Culling is a term familiar to most farmers, ranchers and wildlife management officers. It means “to select and remove something without value.” My DH’s recent logging efforts culled several spindly trees from an area in front of our house. He removed those that had already died and fallen over as well as others that were crowded and struggling for sunlight and nourishment, and wouldn’t survive another summer’s heat.
During recent manuscript revisions I culled words – chopped them out as ruthlessly as if they were dead trees destined to become a fire hazard. I slashed at superfluous adverbs and adjectives, descriptions that served no purpose except to pad the word count, and a whole chapter containing a sub-plot that distracted from the character’s journey.
It took weeks to write those words, and just about as long to get rid of them. Some were quite lovely, rolling nicely off the tongue as they did. I was rather fond of them but they had to go. I’ve heard other writers refer to the process as “killing your darlings”, but the brutality of that is too much for me.

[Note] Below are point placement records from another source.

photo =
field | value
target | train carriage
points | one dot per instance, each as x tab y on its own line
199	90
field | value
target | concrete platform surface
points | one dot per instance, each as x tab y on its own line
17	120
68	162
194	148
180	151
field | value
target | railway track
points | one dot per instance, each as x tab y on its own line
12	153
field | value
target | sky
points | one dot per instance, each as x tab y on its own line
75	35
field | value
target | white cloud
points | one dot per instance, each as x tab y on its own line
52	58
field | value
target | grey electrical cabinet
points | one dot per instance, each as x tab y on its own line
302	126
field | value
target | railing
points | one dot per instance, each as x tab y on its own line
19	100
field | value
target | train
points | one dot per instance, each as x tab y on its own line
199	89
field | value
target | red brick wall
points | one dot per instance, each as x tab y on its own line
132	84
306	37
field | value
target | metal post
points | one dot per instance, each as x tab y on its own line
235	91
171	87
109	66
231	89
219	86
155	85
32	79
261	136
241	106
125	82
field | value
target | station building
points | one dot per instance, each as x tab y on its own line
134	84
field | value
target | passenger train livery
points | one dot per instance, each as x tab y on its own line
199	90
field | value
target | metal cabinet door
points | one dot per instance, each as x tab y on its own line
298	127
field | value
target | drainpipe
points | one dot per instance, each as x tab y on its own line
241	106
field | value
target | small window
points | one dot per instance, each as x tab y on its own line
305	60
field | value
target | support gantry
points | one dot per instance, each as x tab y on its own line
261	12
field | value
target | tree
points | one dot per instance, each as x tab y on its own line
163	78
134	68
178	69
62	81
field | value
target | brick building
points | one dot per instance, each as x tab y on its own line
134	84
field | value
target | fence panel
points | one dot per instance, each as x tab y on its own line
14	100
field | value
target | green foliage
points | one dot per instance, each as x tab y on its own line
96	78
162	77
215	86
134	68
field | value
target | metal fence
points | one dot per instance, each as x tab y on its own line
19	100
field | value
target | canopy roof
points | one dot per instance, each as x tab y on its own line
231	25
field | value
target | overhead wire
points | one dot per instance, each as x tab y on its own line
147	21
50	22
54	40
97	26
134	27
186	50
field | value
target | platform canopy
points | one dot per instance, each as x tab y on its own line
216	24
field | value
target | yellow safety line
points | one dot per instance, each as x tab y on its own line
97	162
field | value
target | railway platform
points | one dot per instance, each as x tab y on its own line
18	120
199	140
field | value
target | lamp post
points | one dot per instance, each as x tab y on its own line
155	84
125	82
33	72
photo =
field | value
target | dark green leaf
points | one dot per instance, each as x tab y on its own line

I prefer culling. It sounds less violent, although I guess they’re just as dead.
The trees will go to a chipper and live again as mulch on a riding trail or garden path. The words? They could show up in a different manuscript or short story, or I might just let them sink below the surface of my creative conscience. If they were unnecessary before, they’ll likely still be without value next time I’m tempted to dredge them up.
Do you find it easy to edit out debris in your writing or is it painful to let go of hard won words?